Abstract
Motivation The underlying genomic variation of a large number of pathogenic viruses can give rise to drug resistant mutations resulting in treatment failure. Next generation sequencing (NGS) enables the identification of viral quasi-species and the quantification of minority variants in clinical samples; therefore, it can be of direct benefit by detecting drug resistant mutations and devising optimal treatment strategies for individual patients.
Results The ICONIC (InfeCtion respONse through vIrus genomiCs) project has developed an automated, portable and customisable high-throughput computational pipeline to assemble de novo whole viral genomes, either segmented or non-segmented, and quantify minority variants using residual diagnostic samples. The pipeline has been benchmarked on a dedicated High-Performance Computing cluster using paired-end reads from RSV and Influenza clinical samples. The median length of generated genomes was 96% for the RSV dataset and 100% for each Influenza segment. The analysis of each set lasted less than 12 hours; each sample took around 3 hours and required a maximum memory of 10 GB. The pipeline can be easily ported to a dedicated server or cluster through either an installation script or a docker image. As it enables the subtyping of viral samples and the detection of relevant drug resistance mutations within three days of sample collection, our pipeline could operate within existing clinical reporting time frames and potentially be used as a decision support tool towards more effective personalised patient treatments.

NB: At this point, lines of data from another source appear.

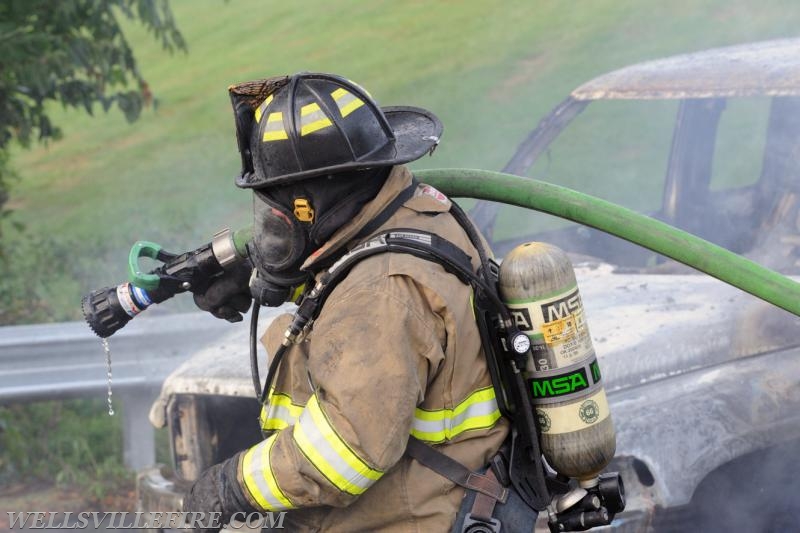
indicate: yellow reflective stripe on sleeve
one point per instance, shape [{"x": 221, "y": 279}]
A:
[
  {"x": 331, "y": 455},
  {"x": 259, "y": 480},
  {"x": 274, "y": 130},
  {"x": 312, "y": 119},
  {"x": 346, "y": 101},
  {"x": 478, "y": 411},
  {"x": 279, "y": 412},
  {"x": 263, "y": 107}
]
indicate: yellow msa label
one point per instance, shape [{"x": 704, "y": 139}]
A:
[
  {"x": 557, "y": 327},
  {"x": 575, "y": 416}
]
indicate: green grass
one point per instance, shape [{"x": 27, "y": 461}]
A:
[{"x": 490, "y": 70}]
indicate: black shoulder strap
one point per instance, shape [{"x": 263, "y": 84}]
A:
[{"x": 455, "y": 471}]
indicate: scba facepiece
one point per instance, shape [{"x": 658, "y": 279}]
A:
[
  {"x": 291, "y": 221},
  {"x": 315, "y": 148}
]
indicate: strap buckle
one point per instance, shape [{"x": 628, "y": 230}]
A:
[{"x": 473, "y": 524}]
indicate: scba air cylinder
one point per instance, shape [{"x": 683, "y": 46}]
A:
[{"x": 537, "y": 284}]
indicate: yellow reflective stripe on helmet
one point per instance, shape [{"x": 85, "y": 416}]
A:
[
  {"x": 259, "y": 480},
  {"x": 325, "y": 449},
  {"x": 263, "y": 107},
  {"x": 478, "y": 411},
  {"x": 346, "y": 101},
  {"x": 274, "y": 130},
  {"x": 312, "y": 119},
  {"x": 279, "y": 412}
]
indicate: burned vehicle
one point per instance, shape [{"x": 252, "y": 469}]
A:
[{"x": 703, "y": 380}]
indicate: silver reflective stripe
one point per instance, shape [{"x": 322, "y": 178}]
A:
[
  {"x": 259, "y": 479},
  {"x": 330, "y": 454},
  {"x": 477, "y": 411}
]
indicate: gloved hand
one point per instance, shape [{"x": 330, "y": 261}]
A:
[
  {"x": 217, "y": 491},
  {"x": 228, "y": 295}
]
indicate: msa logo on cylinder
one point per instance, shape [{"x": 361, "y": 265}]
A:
[{"x": 561, "y": 308}]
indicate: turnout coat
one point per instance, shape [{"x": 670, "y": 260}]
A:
[{"x": 394, "y": 352}]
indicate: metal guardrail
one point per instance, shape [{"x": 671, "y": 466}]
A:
[{"x": 66, "y": 360}]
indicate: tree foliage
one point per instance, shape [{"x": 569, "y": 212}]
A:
[{"x": 73, "y": 52}]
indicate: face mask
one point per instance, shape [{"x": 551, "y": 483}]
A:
[{"x": 291, "y": 221}]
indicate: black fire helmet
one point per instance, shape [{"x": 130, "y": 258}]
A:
[{"x": 296, "y": 127}]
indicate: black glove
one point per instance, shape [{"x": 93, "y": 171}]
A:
[
  {"x": 217, "y": 491},
  {"x": 228, "y": 295}
]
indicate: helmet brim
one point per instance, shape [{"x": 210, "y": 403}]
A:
[{"x": 416, "y": 130}]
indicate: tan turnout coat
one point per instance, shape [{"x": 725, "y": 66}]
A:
[{"x": 395, "y": 351}]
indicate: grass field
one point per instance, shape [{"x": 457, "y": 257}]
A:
[{"x": 489, "y": 70}]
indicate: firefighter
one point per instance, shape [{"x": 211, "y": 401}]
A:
[{"x": 394, "y": 353}]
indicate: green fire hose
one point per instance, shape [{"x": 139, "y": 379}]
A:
[{"x": 620, "y": 222}]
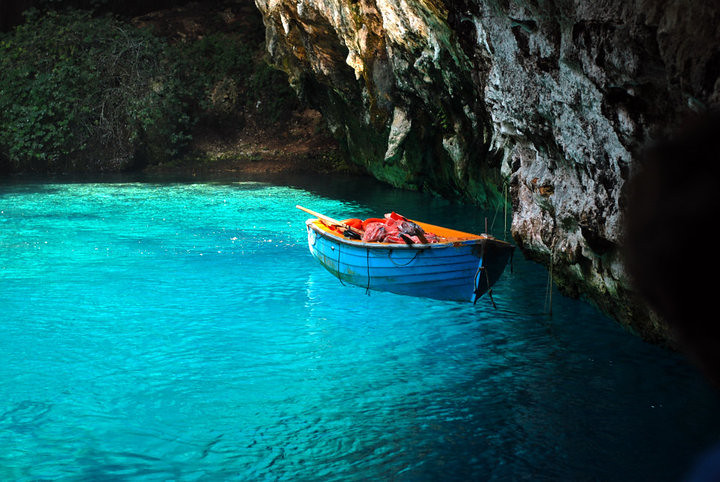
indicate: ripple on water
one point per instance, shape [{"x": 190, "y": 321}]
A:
[{"x": 182, "y": 331}]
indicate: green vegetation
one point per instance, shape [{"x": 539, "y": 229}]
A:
[{"x": 85, "y": 93}]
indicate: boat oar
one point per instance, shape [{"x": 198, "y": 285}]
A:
[{"x": 330, "y": 221}]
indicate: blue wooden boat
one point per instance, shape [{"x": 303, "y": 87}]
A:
[{"x": 459, "y": 267}]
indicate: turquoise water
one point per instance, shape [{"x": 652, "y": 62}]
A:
[{"x": 181, "y": 331}]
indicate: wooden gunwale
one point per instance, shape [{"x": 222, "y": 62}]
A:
[{"x": 453, "y": 237}]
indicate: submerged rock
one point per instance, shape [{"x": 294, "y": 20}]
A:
[{"x": 554, "y": 100}]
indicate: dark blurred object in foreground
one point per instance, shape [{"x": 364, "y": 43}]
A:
[{"x": 671, "y": 245}]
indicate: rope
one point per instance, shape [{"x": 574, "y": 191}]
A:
[
  {"x": 339, "y": 273},
  {"x": 367, "y": 262},
  {"x": 547, "y": 307}
]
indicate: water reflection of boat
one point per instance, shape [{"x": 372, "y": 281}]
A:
[{"x": 458, "y": 266}]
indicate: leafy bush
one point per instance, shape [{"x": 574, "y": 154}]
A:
[
  {"x": 84, "y": 93},
  {"x": 79, "y": 92}
]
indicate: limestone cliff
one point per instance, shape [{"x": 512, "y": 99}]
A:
[{"x": 552, "y": 99}]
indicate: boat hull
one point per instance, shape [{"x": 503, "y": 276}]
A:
[{"x": 457, "y": 271}]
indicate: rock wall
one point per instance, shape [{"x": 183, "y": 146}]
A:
[{"x": 551, "y": 101}]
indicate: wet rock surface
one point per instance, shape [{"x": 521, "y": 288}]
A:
[{"x": 552, "y": 102}]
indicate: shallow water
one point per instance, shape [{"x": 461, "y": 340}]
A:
[{"x": 181, "y": 330}]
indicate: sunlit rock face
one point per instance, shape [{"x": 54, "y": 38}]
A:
[{"x": 550, "y": 102}]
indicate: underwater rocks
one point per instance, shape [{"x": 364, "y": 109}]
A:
[{"x": 548, "y": 103}]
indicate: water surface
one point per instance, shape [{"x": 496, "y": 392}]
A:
[{"x": 159, "y": 330}]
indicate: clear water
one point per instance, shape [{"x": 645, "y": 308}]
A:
[{"x": 155, "y": 331}]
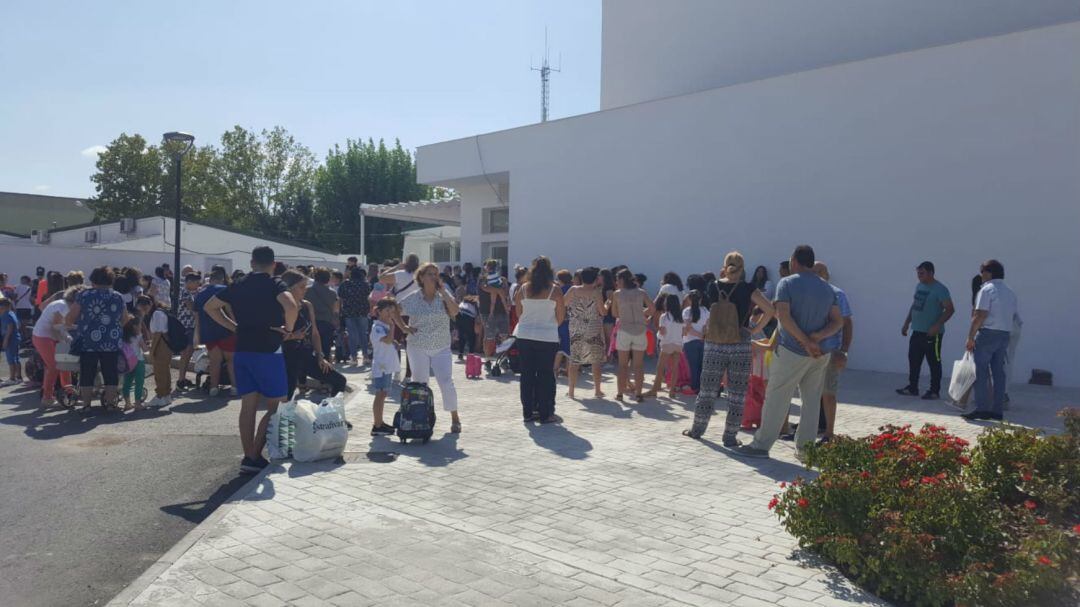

Availability The software and its documentation are available from https://github.com/ICONIC-UCL/pipeline
Contact t.cassarino{at}ucl.ac.uk, pk5{at}sanger.ac.uk
Supplementary information Supplementary data are available at Briefings in Bioinformatics online.
1 Introduction
Viruses are intracellular parasites and most are characterised by a high replication rate within their host. During replication the polymerase proteins are prone to transcription errors or mutations, with RNA viruses having the highest mutation rates. New genomes containing mutations are continuously generated and selected on the basis of their fitness to infect and to replicate within the host’s cells [1]. Average mutation rates of RNA viruses are about 10−4 – 10−5 errors per nucleotide copied or, based on average genomic sizes, about one mutation per genome copied[2]. Moreover, recombination of genomic parts increases the evolution dynamics and the genomic divergence within viral populations. One such example is the Human Immunodeficiency Virus (HIV), where the recombination is considered faster than the mutation rate[3]. These and other features suggest that a viral population is actually made of an ensemble of related mutants that can be described as a quasi-species and on which the selective pressure influences all the viruses as a single unit. Such high genomic variability allows the viral populations to survive challenges mounted by the host’s immune system and by antiviral agents, hindering the effective treatment of patients and making it difficult to eradicate infections[4]. Next-Generation Sequencing (NGS) coupled with bioinformatics analyses enables the high-throughput detection of genomic variants and the classification of known and novel viral species overcoming the need for expensive culturing and/or labour-intensive Sanger sequencing techniques[5].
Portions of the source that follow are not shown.